Resilience and Wellbeing

Week two of the Resilience and Wellbeing Initiative


Activity

Everyday wellbeing tips

Making small steps each day can help you traverse mountains.

Want to learn more about stress management? Tune in to our webinars

Stress management and you

People who exhibit resilience recognise their own personal signs of stress and use strategies to manage stress.

This webinar will focus on:

  • The biology of stress
  • Personal signs of stress
  • Effective stress management strategies

Positive stress

Stress does not always have negative correlations. It can actually be good for us.

This webinar will focus on:

  • Comparisons between good and bad stress
  • Stress can help you achieve at work
  • Turning negative stress into positive stress.

Brief resilience scale

Reflecting on our own resilience can be a useful way to identify our own professional goals. Use this brief resilience scale to think about your own resilience.

Video: Understand how stress affects your brain. The release of cortisol and its impact and the importance of exercise to manage stress.

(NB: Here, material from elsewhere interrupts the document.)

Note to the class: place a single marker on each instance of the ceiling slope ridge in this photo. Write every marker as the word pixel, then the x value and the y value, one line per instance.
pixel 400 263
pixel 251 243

TED-Ed How stress affects your brain - Madhumita Murgia


Ten simple ways to improve sleep

1. Routine

It can be helpful to set a routine for sleep. This means picking the same time to go to bed each day and setting an alarm for the same time each morning. This allows your body to form a habit, and to get into a natural sleep / wake cycle or circadian rhythm.

2. No naps

Having naps during the day, can disrupt your ability to sleep at night. Try not to nap during the day or sleep late into the morning to ‘catch-up’. It is better to keep to your sleep routine, even if it is challenging at the start to re-set and find your circadian rhythm.

3. Caffeine

Caffeine can impact on our ability to sleep. It is a stimulant, meaning it will keep you awake and not allow you to sleep, until the effects of it have worn off. It can be a good idea if you are struggling to sleep, and do drink caffeine, to stop drinking caffeine at dinner time (or even earlier).

4. Environment

It can be a good idea to think about your bedroom environment.

Is it dark, quiet and a comfortable temperature? Are you only using your bed to sleep?

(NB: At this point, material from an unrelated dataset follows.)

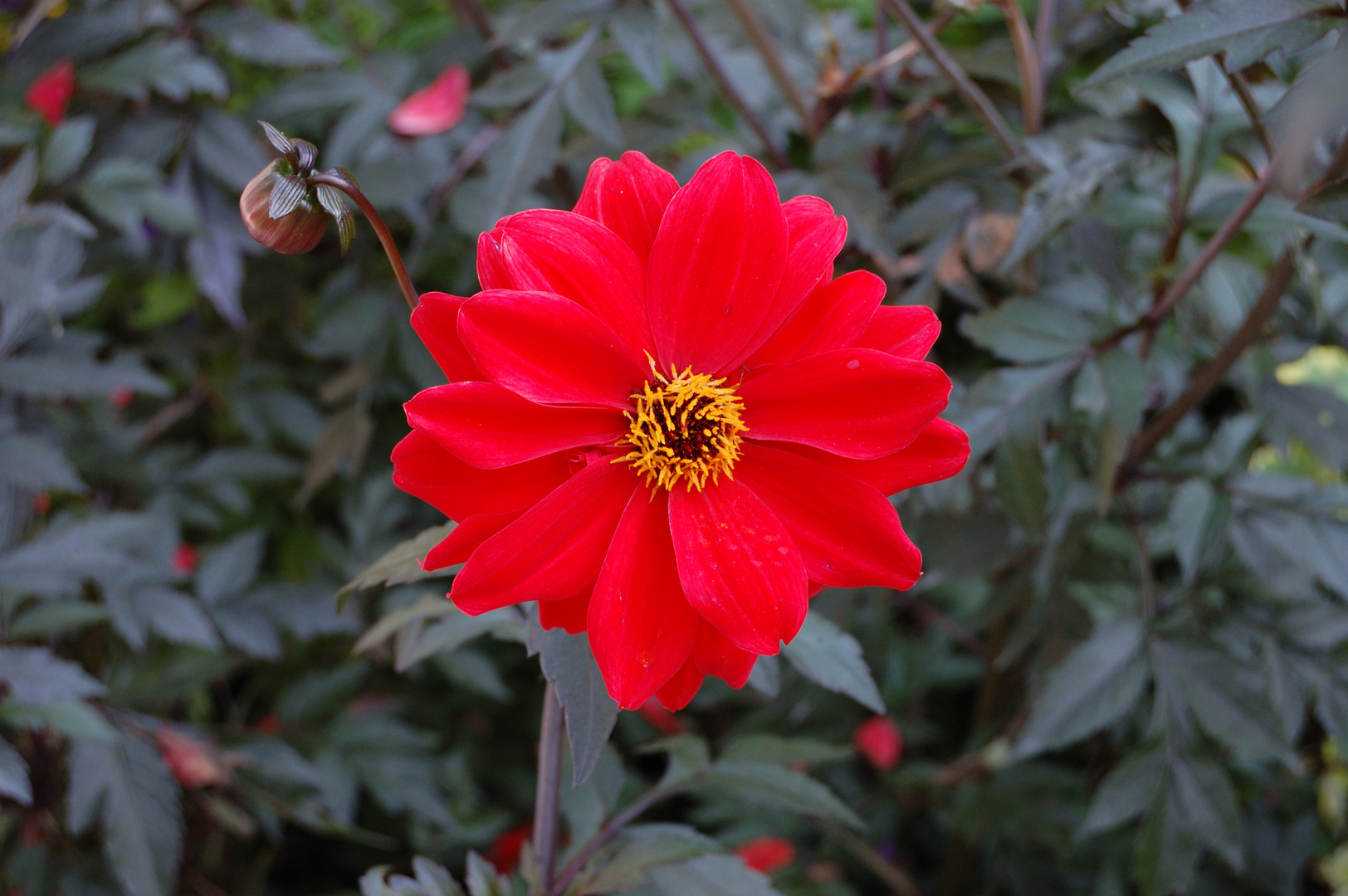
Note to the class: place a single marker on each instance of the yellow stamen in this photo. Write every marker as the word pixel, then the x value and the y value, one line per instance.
pixel 684 429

Adjust your environment if you need to, to help you sleep. Using an eye mask or black out curtains can be useful.

5. Can't sleep

If you find that you do lie in bed awake unable to sleep, your body can get into a habit of doing this. It begins to associate your bed and your bedroom with ‘not’ sleeping. 

If this is happening for you, get up and out of bed, do something distracting like reading a magazine and then go back to bed after 20 minutes or when you feel sleepy again. If again you’re lying there awake, repeat this exercise.

6. Bedtime rituals

Creating rituals, can help our body to form habit maps that support sleep. Doing a ritual such as relaxation or a meditation, writing in a journal or doing something you find relaxing can be a bedtime ritual, that let’s your body know you are getting ready to sleep. 

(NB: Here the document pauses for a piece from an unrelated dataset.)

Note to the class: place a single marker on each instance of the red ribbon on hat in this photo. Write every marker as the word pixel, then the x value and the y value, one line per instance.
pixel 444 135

It is important that your bed time ritual doesn’t include lying in bed with a device, as this may impact on your ability to get to sleep.

7. Nutrition

Getting to sleep on an empty stomach can be difficult for some people. Having a light snack before bed can help with this. You could also have a warm glass of milk. Milk contains tryptophan, which is proven to induce sleep naturally.

8. Have a bath or shower

Having a bath or shower an hour or so before bed can help you wind down before bed.

This is because it raises your body temperature, and then as your body starts to cool down again you naturally start to get sleepy.

9. Exercise

Regular exercise during the day has been proven to support our circadian rhythm’s and having a good night sleep. Working in a sedentary job, means that we might not be moving as much as we should. Moving will help our bodies to feel more tired and fatigued and ready for sleep.

10. Can't stop thinking

Sometimes we can’t sleep because our mind keeps going and won’t switch off. In these times, it can be helpful to have some ‘worry time’ or ‘problem solving’ time during the day to think about things that are on your mind. Or by keeping a note pad by your bed you can write it down, and then it is temporarily parked until you can actually think about it or do something the next day. Visualisations can also be helpful, such as visualising yourself putting the issue into a filing cabinet, which you can re-open another day after a good night’s sleep.